Stres, otonom sinir sistemimizi nasıl etkiliyor?
“Stres” geçmişten beri insan yaşamının değişmez unsurudur. İlk insanlardan bu yana stres yaratan durumlar değişkenlik gösterse de insan hayatında hep var olmuş ve olacaktır. İlkel dönemlerde stres yaratan durumlar hayatta kalma mücadelesi iken modern zamanlarda iş hayatı, toplantılar, zamansal sıkıntılar, ilişkiler gibi durumlara dönüşmüştür.
Stres söz konusu olduğunda bahsetmeden geçemeyeceğimiz bizim sinir sistemimizin evrimini anlatan Polivagal Teori’den kısaca bahsetmek istiyorum. Bildiğimiz gibi otonom sinir sistemimiz parasempatik, sempatik olmak üzere 2 dala ayrılıyor.

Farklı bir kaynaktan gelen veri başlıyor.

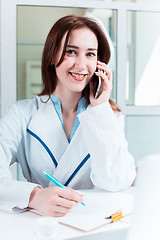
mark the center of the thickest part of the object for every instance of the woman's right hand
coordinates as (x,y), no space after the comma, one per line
(54,201)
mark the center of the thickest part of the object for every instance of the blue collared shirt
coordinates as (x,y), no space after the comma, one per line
(82,105)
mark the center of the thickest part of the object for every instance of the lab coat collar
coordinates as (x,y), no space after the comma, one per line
(47,129)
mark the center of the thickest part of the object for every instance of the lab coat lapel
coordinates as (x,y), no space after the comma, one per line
(46,127)
(75,158)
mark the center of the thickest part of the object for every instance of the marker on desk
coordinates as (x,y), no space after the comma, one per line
(54,180)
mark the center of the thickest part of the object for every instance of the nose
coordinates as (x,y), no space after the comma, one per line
(80,62)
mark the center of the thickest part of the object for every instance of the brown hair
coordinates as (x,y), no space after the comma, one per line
(66,25)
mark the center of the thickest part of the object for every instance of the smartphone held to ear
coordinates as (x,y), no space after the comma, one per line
(98,86)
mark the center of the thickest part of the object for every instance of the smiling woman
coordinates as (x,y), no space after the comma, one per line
(65,130)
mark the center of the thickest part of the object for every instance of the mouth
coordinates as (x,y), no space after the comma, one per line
(78,76)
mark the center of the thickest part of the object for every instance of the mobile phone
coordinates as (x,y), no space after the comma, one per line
(98,86)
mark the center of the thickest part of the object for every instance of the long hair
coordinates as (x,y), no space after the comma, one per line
(53,41)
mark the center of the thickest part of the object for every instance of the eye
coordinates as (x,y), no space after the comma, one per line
(91,54)
(70,52)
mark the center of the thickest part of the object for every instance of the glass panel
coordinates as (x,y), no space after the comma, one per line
(34,24)
(143,71)
(143,135)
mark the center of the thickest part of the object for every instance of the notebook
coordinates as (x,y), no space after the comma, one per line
(92,216)
(145,220)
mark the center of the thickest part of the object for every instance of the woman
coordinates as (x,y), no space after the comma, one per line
(66,131)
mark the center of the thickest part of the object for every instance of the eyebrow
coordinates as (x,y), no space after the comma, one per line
(73,46)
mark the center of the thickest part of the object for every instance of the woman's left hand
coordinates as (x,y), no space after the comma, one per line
(106,85)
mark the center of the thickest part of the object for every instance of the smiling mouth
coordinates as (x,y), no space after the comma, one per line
(77,76)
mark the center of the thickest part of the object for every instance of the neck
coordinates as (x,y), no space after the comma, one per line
(69,100)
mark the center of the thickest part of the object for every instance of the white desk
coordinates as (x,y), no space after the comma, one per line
(20,226)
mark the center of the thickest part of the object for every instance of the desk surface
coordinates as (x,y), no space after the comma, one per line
(21,226)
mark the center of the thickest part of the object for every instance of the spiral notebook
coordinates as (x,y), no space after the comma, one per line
(98,205)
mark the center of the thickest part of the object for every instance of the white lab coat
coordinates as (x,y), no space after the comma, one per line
(32,134)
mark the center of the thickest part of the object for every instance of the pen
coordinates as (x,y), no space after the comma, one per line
(54,180)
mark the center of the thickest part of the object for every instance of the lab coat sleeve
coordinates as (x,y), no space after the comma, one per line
(112,166)
(13,193)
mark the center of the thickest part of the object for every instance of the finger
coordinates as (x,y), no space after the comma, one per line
(67,203)
(68,194)
(106,70)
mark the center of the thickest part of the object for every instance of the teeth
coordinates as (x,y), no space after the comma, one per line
(78,75)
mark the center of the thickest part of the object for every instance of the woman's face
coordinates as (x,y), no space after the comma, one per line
(80,60)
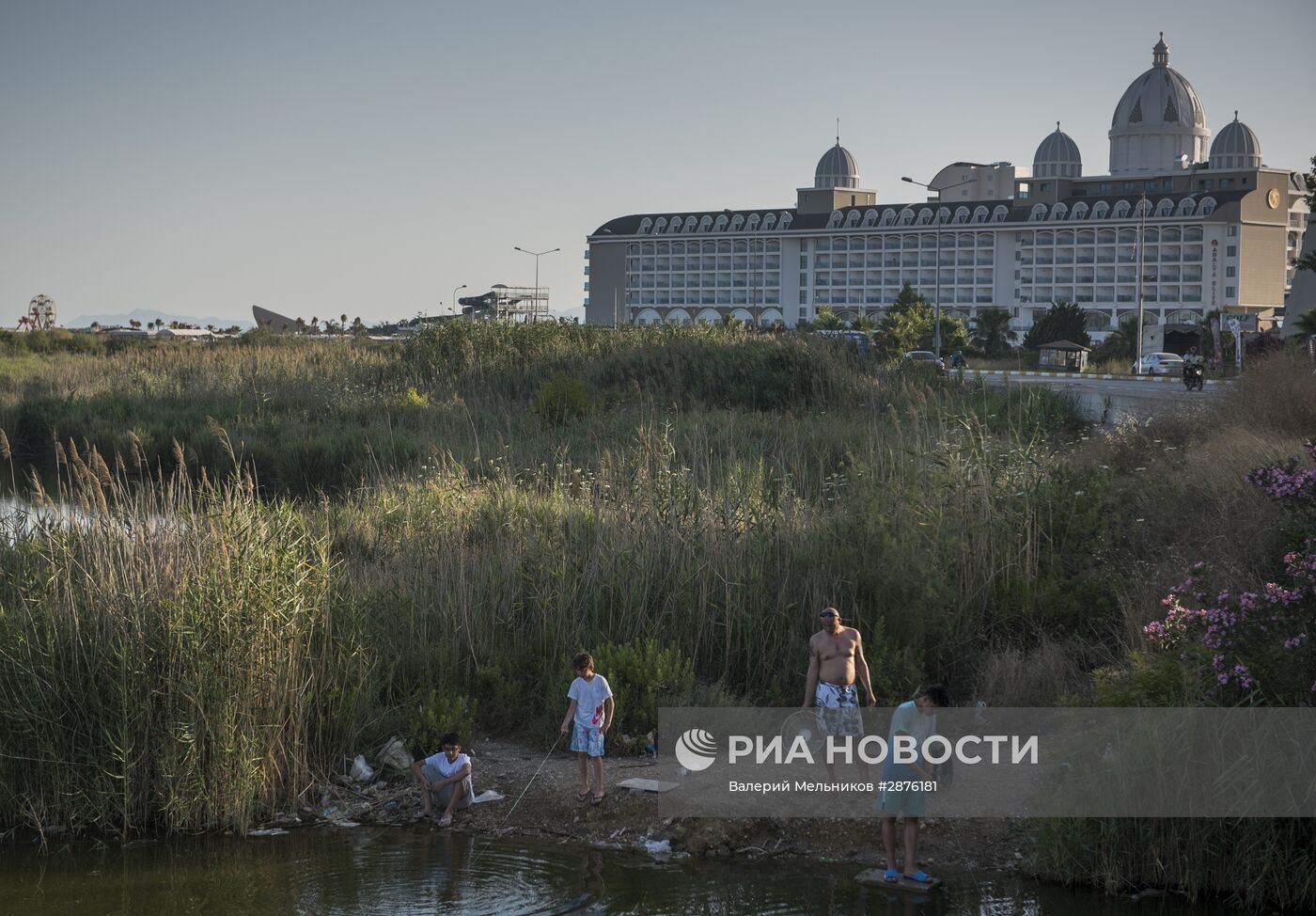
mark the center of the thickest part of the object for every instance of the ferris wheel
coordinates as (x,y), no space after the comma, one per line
(41,315)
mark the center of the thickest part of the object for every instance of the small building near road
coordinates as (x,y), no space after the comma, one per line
(1062,355)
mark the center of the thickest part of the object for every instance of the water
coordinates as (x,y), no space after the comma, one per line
(328,872)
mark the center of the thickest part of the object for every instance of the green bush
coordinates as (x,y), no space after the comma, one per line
(436,716)
(561,399)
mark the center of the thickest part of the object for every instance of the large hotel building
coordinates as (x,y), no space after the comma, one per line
(1220,230)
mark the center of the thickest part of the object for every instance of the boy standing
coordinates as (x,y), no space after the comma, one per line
(916,719)
(445,777)
(589,716)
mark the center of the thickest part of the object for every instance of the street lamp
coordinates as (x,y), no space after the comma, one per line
(936,326)
(537,256)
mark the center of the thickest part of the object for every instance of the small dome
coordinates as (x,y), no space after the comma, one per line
(1057,157)
(838,168)
(1160,120)
(1236,147)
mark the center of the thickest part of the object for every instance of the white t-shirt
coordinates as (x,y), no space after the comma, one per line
(445,768)
(589,696)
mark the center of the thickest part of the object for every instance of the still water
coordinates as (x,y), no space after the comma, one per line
(381,870)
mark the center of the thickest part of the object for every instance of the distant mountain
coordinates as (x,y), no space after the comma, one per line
(147,315)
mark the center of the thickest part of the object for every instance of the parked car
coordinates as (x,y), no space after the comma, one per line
(1160,363)
(927,358)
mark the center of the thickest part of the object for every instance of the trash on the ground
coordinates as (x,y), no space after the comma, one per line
(648,784)
(362,771)
(395,755)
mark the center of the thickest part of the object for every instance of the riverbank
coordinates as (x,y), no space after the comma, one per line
(631,819)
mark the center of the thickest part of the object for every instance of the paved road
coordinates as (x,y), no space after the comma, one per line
(1111,401)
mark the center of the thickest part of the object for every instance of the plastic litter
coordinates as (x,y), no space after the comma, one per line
(658,847)
(361,771)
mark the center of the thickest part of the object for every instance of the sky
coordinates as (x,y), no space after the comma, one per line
(366,158)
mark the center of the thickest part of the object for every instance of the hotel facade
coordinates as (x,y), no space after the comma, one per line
(1219,230)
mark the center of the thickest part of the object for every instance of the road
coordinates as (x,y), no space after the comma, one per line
(1111,401)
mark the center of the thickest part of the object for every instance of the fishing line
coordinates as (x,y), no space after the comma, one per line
(512,810)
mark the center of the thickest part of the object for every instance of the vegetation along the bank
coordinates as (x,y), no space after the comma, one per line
(283,550)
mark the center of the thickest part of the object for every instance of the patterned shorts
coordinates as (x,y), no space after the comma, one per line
(838,709)
(586,740)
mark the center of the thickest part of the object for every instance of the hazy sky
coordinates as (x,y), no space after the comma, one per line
(320,158)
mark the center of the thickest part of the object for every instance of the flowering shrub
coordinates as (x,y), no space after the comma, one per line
(1290,483)
(1253,641)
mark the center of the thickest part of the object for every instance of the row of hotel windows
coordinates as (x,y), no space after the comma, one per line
(1111,254)
(1102,210)
(1125,236)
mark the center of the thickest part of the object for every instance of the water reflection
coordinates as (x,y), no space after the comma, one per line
(368,870)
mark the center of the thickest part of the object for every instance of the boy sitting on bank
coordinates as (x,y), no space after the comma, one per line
(592,712)
(445,778)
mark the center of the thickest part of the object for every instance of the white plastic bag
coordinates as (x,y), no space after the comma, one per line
(361,770)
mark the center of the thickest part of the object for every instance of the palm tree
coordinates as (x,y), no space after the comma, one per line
(993,333)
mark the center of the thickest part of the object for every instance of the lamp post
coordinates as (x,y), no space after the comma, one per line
(936,325)
(537,256)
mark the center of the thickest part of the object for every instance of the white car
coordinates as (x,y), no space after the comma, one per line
(1160,363)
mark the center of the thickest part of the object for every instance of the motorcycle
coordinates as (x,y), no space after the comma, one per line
(1194,376)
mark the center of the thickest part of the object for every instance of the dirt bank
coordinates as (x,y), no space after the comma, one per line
(627,819)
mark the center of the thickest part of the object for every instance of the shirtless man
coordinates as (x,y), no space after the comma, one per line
(836,655)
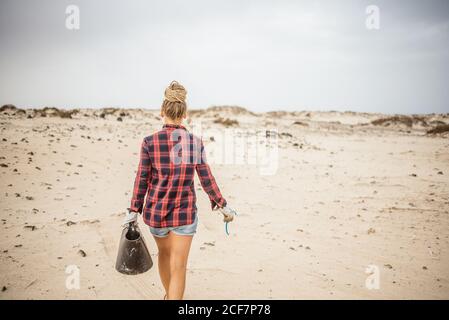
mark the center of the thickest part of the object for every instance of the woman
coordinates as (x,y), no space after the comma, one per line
(168,161)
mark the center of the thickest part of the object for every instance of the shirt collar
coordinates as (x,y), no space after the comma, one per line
(175,126)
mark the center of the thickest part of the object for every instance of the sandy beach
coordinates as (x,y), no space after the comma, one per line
(352,191)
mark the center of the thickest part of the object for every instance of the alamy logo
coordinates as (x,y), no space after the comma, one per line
(72,20)
(372,21)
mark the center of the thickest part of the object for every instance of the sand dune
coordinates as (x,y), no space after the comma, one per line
(352,190)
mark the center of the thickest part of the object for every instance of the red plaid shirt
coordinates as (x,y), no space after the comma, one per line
(168,161)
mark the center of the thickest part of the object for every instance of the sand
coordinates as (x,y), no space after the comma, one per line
(347,194)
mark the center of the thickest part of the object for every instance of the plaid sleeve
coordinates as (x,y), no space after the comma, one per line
(208,181)
(143,177)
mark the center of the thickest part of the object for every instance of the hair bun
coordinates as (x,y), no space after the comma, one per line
(175,92)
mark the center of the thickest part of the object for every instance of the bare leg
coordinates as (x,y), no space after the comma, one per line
(179,254)
(163,245)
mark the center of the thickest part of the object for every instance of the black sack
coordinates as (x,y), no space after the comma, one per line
(133,255)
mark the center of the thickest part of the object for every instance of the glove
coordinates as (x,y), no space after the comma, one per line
(131,217)
(228,213)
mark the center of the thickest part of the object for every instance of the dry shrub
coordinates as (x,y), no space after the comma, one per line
(439,129)
(226,122)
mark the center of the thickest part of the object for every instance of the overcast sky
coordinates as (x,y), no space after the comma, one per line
(263,55)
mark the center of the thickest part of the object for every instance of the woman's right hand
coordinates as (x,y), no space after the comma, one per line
(228,213)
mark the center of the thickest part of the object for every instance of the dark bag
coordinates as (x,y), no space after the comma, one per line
(133,255)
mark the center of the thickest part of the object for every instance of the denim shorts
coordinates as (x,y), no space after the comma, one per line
(185,230)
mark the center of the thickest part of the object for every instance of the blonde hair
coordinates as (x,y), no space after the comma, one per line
(174,105)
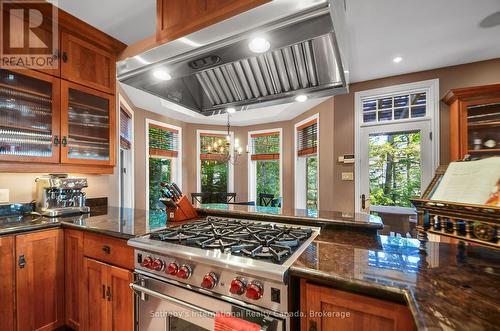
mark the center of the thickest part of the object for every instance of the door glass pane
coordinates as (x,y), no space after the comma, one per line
(25,115)
(214,176)
(312,182)
(268,178)
(88,126)
(160,170)
(394,168)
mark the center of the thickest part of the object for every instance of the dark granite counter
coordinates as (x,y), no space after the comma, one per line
(453,287)
(293,216)
(117,222)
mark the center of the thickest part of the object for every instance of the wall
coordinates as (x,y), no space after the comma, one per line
(472,74)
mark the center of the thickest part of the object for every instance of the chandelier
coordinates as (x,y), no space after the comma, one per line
(222,147)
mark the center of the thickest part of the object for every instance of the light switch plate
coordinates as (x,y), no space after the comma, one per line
(347,176)
(4,195)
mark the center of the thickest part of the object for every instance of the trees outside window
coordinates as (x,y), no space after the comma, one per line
(394,168)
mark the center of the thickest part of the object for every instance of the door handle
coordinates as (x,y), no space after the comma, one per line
(21,262)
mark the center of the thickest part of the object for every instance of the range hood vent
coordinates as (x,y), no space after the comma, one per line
(304,59)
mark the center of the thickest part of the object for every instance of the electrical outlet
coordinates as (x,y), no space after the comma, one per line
(4,195)
(347,176)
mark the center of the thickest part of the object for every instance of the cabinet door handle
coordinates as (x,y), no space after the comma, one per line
(108,293)
(21,262)
(106,249)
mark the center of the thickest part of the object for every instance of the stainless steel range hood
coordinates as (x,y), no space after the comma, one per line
(305,57)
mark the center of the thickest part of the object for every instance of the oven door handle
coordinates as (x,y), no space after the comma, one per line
(144,290)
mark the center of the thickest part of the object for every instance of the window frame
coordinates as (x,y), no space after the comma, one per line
(252,165)
(300,175)
(230,180)
(431,87)
(176,166)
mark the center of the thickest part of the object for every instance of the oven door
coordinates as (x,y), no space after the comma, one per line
(163,306)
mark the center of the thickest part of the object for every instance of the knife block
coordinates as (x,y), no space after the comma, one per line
(184,211)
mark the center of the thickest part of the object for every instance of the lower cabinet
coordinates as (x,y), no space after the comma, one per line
(107,298)
(329,309)
(7,274)
(39,280)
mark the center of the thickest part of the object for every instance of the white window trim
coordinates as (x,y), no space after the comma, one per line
(130,110)
(252,178)
(431,87)
(230,183)
(298,177)
(177,168)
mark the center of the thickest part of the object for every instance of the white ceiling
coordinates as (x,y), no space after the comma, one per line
(427,34)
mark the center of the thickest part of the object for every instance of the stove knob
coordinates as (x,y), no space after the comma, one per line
(209,281)
(146,263)
(172,268)
(157,265)
(184,272)
(238,286)
(254,290)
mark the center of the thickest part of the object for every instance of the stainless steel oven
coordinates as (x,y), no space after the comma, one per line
(163,305)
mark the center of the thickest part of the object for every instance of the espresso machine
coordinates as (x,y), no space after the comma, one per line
(59,195)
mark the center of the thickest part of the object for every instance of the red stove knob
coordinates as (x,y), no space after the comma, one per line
(184,272)
(157,265)
(238,286)
(254,290)
(146,263)
(209,281)
(172,268)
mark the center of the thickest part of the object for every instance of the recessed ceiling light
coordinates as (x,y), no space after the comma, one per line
(161,74)
(397,59)
(259,45)
(301,98)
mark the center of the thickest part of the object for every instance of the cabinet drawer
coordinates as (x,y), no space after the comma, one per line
(111,250)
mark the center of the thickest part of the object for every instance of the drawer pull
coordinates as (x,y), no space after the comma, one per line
(106,249)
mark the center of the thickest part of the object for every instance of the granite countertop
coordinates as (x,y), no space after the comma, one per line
(293,216)
(117,222)
(453,287)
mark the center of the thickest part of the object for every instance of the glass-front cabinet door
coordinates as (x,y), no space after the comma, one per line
(87,125)
(29,116)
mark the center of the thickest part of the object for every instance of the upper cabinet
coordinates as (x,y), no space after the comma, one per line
(29,116)
(474,121)
(88,125)
(87,64)
(177,18)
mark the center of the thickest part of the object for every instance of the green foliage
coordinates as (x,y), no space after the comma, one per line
(312,182)
(394,163)
(214,176)
(160,170)
(268,177)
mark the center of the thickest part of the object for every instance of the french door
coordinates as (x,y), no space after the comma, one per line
(395,165)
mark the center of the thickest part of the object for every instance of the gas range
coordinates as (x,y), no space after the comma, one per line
(240,261)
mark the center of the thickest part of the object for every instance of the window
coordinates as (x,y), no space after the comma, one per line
(307,164)
(265,167)
(164,150)
(215,170)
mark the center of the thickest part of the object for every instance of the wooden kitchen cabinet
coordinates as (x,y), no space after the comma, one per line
(365,313)
(474,120)
(7,272)
(40,280)
(107,298)
(87,64)
(73,277)
(177,18)
(87,125)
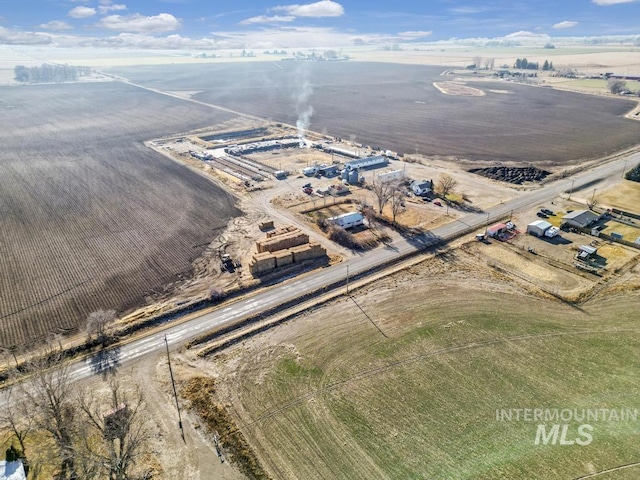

Bu sinir sistemi dallarının temel görevleri organlarımızın organize çalışması ve tehlike altında tepkilerimizin (savaş, kaç, don) düzenlenmesidir. Dr. Stephen Forges günümüzde insanlarının sinir siteminin evrimleştiğinden ve parasempatik sinir sisteminin iki farklı dalı olduğundan bahsediyor. Bu teorilerle birlikte sinir sistemi üçe ayrılıyor; parasempatik arka vagus, parasempatik ön vagus, sempatik sinir sistemi (Porges,2003).
İlk gelişen sinir sitemimizin parasempatik sinir sitemi olup 600 milyon yıl önceye dayandığı biliniyor. Tehlikeler karşısında ilk savunma tepkimiz hareketsizlik, yani donma tepkisi iken sempatik sinir sisteminin gelişmesiyle savaş veya kaç tepkilerimiz gelişmeye başlıyor. Bu gelişimle birlikte tehlikeler karşısında kaçabilmeye veya saldırabilmeye başlıyoruz. Gelişimin devam etmesiyle beraber sinir sistemimizin ön vagus kanalı oluşmaya başlıyor. Bu kanalda ise sosyalizasyon denilen bir başa çıkma yöntemi geliştiği söyleniyor. Bu kanalı daha çok kendimizi güvende hissettiğimiz zaman ortaya çıkan, tehlikeli bir durum ile karşılaştığımızda ise ayrıldığımız bir sosyal etkileşim modu olarak düşünebiliriz.
Günümüzde bir hayvandan kaçmak gibi gerçek ve büyük tehlikeler olmadığında bile kendimizi sürekli tehdit altında hissedebiliyoruz. İş yerlerinde tamamlamamız gereken işlerden tutun da sürekli izlenilen olumsuz haberler, salgınlar, yetişmeye çalıştığımız yerler dahi tehdit olarak algılamamıza sebep olabiliyor. Günlük hayatta yaşadığımız bu tarz durumlar sürekli tehdit ve buna bağlı olarak stres yaşamamıza sebep olabiliyorlar. Kronik strese maruz kaldığımızda ise maalesef fizyolojik, biyolojik, psikolojik problemler yaşama olasılığımız artıyor.
Stresli durum ve olaylar karşısında gösterdiğimiz dayanıklılık seviyesi ve baş etme becerilerimiz zor durumlarda süreci daha rahat yönetebilmemizi sağlıyor. Bu nedenle baş etme mekanizmalarımızı geliştirmek dayanıklılığımızı arttırmak daha da önemli bir hale geliyor.
Kendimizi bu alanda güçlendirebileceğimiz bazı tüyolar:
- Her şeyi kontrol edemeyeceğimizin bilincinde olmak
- Sosyal iletişimimizi güçlendirerek sinir sitemimizin parasempatik ön vagus sinirini desteklemek
- Güçlü duygusal bağlar kurmak
- Gün içerisinde her ne yapıyorsanız kısa kısa aralar vermek hatta mümkünse açık havaya çıkmak
- Enerjimizi kontrol etmek; uyku, dinlenme, beslenmemize özen göstermek
- Yapmaktan hoşlandığımız şeyler için zaman ayırmak (hobi, spor vs)
- Farkındalık çalışmaları, yoga, nefes egzersizleri gibi gevşeme yöntemleri uygulamak
- İhtiyaç duyulduğunda yardım istemek ve yardım etmek
- Önceliklerimizi belirlemek, plan yapmak
- Dengede kalmaya dikkat etmek
Herkese kendi dengesini bulabildiği bir zaman dilerim…
Kaynak: Porges, S. W. (2003). The Polyvagal Theory: phylogenetic contributions to social behavior. Physiology & Behavior, 79(3), 503–513.